Transformer Development Documentation

Harry Mellsop edited this page May 27, 2021 · 3 revisions

The transformer model forms the heart of CodeBae. It's architecture is based on GPT, and the model code itself was ported from an offering of CS224N.

Environment

Make sure you're using the virtual environment whenever you interact with the model. From the /backend directory,

source venv/bin/activate

(To create this virtual environment from requirements, follow the Backend Documentation instructions and become acquainted with the main backend codebase)

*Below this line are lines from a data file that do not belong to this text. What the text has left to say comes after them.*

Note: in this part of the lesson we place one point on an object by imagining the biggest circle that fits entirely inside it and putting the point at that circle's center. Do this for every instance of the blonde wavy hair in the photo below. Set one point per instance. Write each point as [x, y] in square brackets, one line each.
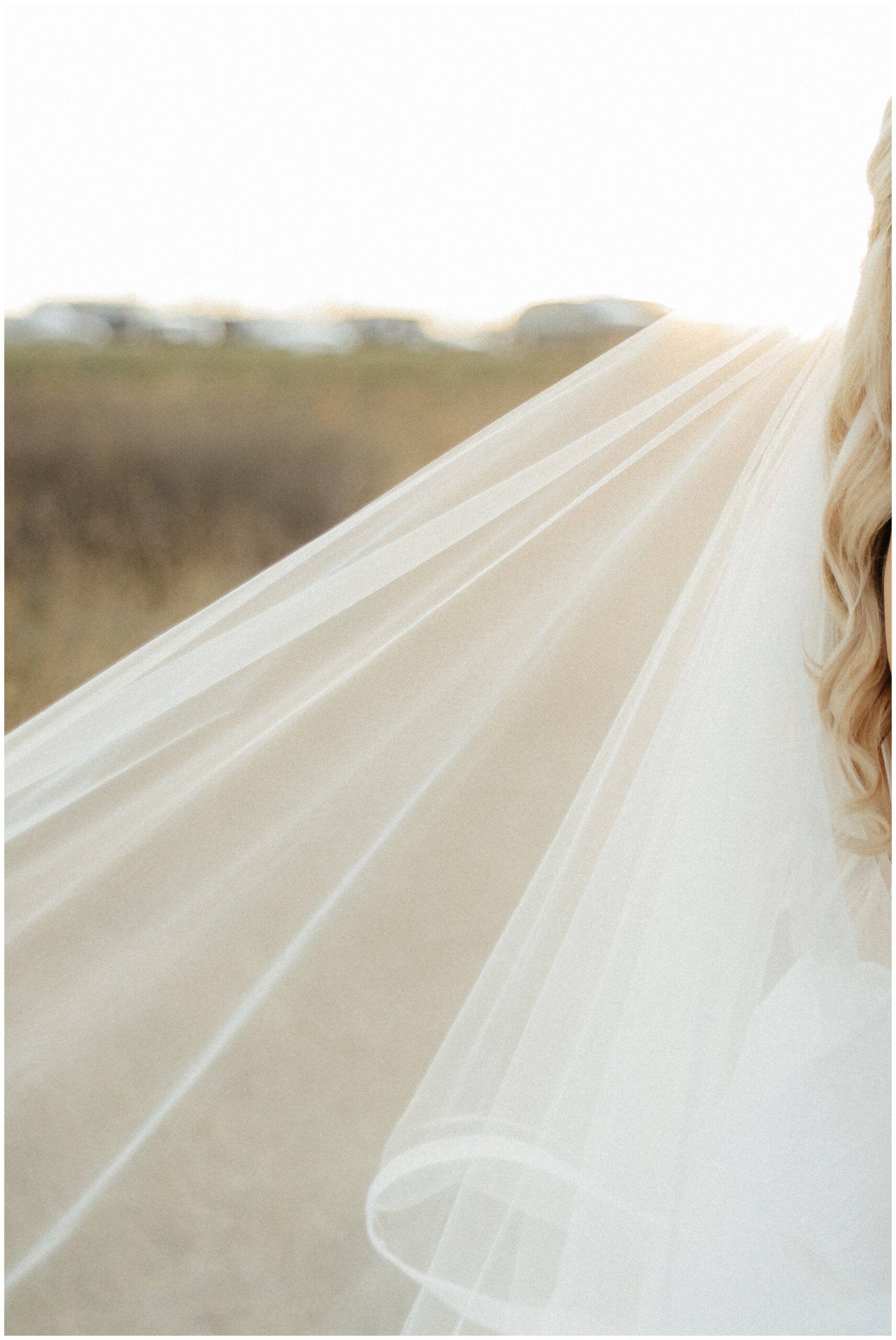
[855, 683]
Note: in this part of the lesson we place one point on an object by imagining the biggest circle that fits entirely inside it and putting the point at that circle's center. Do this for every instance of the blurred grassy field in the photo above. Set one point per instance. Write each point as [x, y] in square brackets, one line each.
[147, 480]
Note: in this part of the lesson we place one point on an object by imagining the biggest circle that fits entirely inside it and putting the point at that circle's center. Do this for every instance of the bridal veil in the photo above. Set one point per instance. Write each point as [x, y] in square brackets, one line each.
[448, 930]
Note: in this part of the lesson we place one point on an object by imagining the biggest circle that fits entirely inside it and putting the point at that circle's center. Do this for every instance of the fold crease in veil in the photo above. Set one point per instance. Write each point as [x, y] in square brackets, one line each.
[446, 929]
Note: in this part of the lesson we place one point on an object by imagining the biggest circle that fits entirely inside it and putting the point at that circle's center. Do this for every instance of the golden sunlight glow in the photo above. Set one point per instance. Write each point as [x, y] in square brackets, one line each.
[454, 160]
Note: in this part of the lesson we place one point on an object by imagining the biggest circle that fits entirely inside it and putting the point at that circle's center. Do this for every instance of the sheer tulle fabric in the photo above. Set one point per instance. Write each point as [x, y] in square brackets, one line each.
[496, 829]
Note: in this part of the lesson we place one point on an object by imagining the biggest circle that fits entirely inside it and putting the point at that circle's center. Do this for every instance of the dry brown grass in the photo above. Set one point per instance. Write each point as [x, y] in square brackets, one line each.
[144, 482]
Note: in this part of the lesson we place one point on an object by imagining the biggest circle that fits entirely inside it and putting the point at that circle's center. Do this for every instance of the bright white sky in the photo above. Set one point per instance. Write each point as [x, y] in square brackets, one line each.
[463, 160]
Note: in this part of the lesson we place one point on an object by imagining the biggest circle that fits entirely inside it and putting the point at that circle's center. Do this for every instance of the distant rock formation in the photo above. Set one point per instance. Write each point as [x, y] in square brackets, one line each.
[548, 322]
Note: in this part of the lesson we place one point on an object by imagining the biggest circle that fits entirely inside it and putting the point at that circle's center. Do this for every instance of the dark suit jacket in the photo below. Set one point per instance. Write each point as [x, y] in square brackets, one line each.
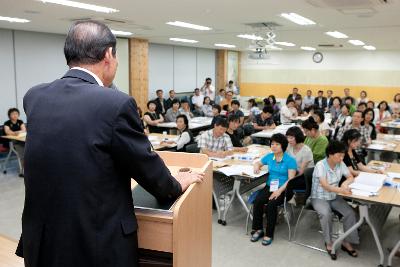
[324, 104]
[159, 107]
[85, 143]
[298, 97]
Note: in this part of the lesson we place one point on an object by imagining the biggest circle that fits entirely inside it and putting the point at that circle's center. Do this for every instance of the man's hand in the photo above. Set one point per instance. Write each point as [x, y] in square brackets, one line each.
[188, 178]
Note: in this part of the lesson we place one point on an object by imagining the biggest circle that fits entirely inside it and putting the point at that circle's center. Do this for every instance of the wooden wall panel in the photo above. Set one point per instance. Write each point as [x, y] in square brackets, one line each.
[139, 71]
[222, 68]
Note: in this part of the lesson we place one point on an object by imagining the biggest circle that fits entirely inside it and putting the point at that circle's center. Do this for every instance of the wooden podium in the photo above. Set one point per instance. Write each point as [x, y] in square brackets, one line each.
[181, 233]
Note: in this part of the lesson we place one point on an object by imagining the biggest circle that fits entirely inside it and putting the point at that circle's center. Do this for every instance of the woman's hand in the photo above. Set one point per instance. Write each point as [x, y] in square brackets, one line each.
[275, 195]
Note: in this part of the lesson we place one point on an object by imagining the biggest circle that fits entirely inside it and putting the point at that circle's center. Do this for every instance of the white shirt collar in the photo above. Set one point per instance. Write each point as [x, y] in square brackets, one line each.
[91, 73]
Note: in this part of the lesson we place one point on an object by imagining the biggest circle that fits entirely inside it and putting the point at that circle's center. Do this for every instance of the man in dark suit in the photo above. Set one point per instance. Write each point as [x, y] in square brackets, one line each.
[161, 103]
[320, 101]
[295, 95]
[78, 208]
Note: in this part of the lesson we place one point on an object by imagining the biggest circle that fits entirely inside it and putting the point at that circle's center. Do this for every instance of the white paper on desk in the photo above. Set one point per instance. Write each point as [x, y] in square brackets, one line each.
[368, 182]
[393, 175]
[362, 193]
[377, 146]
[240, 170]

Once you are in the virtual environment, navigate to ./backend/models/transformer to interact with the model.

Obtaining the Data

cd models/transformer
python data/get_datasets.py --download --preprocess

This command will download and extract the relevant datasets.

Training the Model

To train the model from scratch, ensure that you have the data downloaded, and then run

python run.py

The model frequently saves parameter checkpoints in ./ckpts/training_checkpoints. To resume training from one of these checkpoints, you can run

python run.py --resume-from [param file location]

Final trained parameters will be saved in ./ckpts/training_checkpoints along with the checkpoints each epoch. You can then deploy these parameters as follows:

Deploying Trained Parameters

Once you have the trained parameters, you can simply replace ./backend/models/transformer_params.pt with your newly trained parameter file. The TransformerModel subclass of BaseModel will dynamically lift the model architecture out of this file and should be agnostic to model architecture.